Here is what that looks like in practice:
- Ingestion. Data is pulled from each source automatically. No manual uploads. No CSV exports. The Foundry connects directly to custodian portals, platform APIs, CRM systems, and file-based feeds.
- Harmonisation. Entity matching resolves the “ANZ vs ANZ Banking Grp” problem. Fields are standardised. Units are normalised. Dates are aligned to a single timezone.
- Quality scoring. Every record receives a trust score based on the six dimensions above. Users can see at a glance which data is reliable and which needs attention.
- Alerting. When quality drops below a threshold — a feed fails, a field goes blank, a duplicate appears — the system flags it immediately rather than letting it propagate downstream.
The result is not just clean data. It is data that the organisation can trust, and that AI models can rely on.
The Compounding Effect: Trusted Data Unlocks Everything Else
This is where the investment in data quality pays off many times over. Once The Foundry has established a trusted data layer, every other capability on the Datafabric platform benefits:
- Compass (analytics and reports) draws from the same trusted source, so dashboards and board packs reflect reality rather than a best guess.

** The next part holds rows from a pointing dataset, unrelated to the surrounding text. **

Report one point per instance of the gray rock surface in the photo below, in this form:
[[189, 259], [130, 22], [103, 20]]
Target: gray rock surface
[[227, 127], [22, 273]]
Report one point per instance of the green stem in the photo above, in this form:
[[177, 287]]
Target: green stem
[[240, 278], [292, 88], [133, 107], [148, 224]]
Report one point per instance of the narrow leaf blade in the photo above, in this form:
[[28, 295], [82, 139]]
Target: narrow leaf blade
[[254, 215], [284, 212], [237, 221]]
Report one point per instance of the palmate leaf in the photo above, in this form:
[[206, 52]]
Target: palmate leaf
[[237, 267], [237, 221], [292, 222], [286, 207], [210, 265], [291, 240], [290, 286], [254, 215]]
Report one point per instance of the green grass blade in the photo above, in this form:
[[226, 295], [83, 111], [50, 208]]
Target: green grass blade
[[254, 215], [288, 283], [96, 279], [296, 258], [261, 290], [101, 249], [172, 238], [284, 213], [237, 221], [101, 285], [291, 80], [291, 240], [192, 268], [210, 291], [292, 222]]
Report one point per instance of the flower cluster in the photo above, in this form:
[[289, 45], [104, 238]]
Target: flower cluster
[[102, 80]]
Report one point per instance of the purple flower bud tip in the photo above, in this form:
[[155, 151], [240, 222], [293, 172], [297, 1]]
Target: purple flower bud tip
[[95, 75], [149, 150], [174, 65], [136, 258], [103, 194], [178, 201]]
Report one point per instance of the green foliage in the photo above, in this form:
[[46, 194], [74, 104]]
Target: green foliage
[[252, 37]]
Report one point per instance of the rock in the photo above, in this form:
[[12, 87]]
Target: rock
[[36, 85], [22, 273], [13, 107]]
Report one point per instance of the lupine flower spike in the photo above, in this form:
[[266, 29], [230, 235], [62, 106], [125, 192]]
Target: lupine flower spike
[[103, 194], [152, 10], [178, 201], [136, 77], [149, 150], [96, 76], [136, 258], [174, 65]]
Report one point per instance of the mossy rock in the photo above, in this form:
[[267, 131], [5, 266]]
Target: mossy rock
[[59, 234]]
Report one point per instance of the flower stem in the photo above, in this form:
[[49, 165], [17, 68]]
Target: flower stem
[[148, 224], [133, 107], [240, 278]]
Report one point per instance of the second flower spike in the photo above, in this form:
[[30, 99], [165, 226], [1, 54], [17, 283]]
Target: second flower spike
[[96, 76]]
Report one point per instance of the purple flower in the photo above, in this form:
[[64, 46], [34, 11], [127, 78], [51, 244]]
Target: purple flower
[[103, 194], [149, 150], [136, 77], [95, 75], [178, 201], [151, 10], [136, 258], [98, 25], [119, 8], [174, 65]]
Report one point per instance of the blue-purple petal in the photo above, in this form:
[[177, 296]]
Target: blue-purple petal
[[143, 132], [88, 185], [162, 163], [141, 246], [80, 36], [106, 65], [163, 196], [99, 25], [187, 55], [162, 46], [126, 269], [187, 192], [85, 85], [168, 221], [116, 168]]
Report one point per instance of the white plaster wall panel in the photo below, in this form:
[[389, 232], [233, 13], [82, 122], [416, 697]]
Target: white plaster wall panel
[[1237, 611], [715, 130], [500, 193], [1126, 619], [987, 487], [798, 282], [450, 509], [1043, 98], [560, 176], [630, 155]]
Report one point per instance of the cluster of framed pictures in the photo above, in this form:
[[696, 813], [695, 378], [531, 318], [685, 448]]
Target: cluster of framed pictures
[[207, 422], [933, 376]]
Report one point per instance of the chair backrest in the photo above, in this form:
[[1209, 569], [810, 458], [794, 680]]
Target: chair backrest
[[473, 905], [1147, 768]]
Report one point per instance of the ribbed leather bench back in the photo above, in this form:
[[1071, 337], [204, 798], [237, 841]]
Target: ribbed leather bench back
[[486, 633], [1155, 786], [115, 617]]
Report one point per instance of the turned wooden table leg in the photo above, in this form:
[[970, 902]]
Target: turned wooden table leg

- CoPilot (enterprise AI) can answer questions like “What were our net flows by platform last quarter?” with confidence, because it is querying verified data rather than a patchwork of spreadsheets.
- OpsFlow (operations and compliance) can automate workflows knowing that the underlying data has been quality-checked and is audit-ready.
Without the data layer, each of these capabilities would require its own data pipeline, its own reconciliation process, and its own workarounds. With it, they share a single source of truth.
What This Looks Like in Practice
One of our clients, a specialist asset manager, came to us with data spread across multiple systems. Their team was manually reconciling platform flow data, pulling reports from different sources and cross-checking them in Excel.
We deployed The Foundry and connected 27 integrations. Each data source is processed within an hour of ingestion. The first quality assessment uncovered significant gaps:
- Adviser count accuracy improved from 74% to 95% across approximately 750 adviser records
- Funds under management accuracy improved from 69% to 94%
- Completeness gaps and data lags that nobody had previously flagged
That is the real return on data quality: not a dashboard, but trusted data you can actually act on.
Getting Started: It Is Faster Than You Think
The most common objection I hear is “we know our data is a mess, but fixing it will take forever.” It doesn’t have to. The Foundry delivers a baseline data layer in weeks, not months. Our implementation model, what we call Service as Software, means Datafabric handles the integration, configuration, and ongoing operation. Your team doesn’t need to hire a data engineer or manage a pipeline.
If you’re evaluating AI for your asset management business, start with the data. Everything else follows.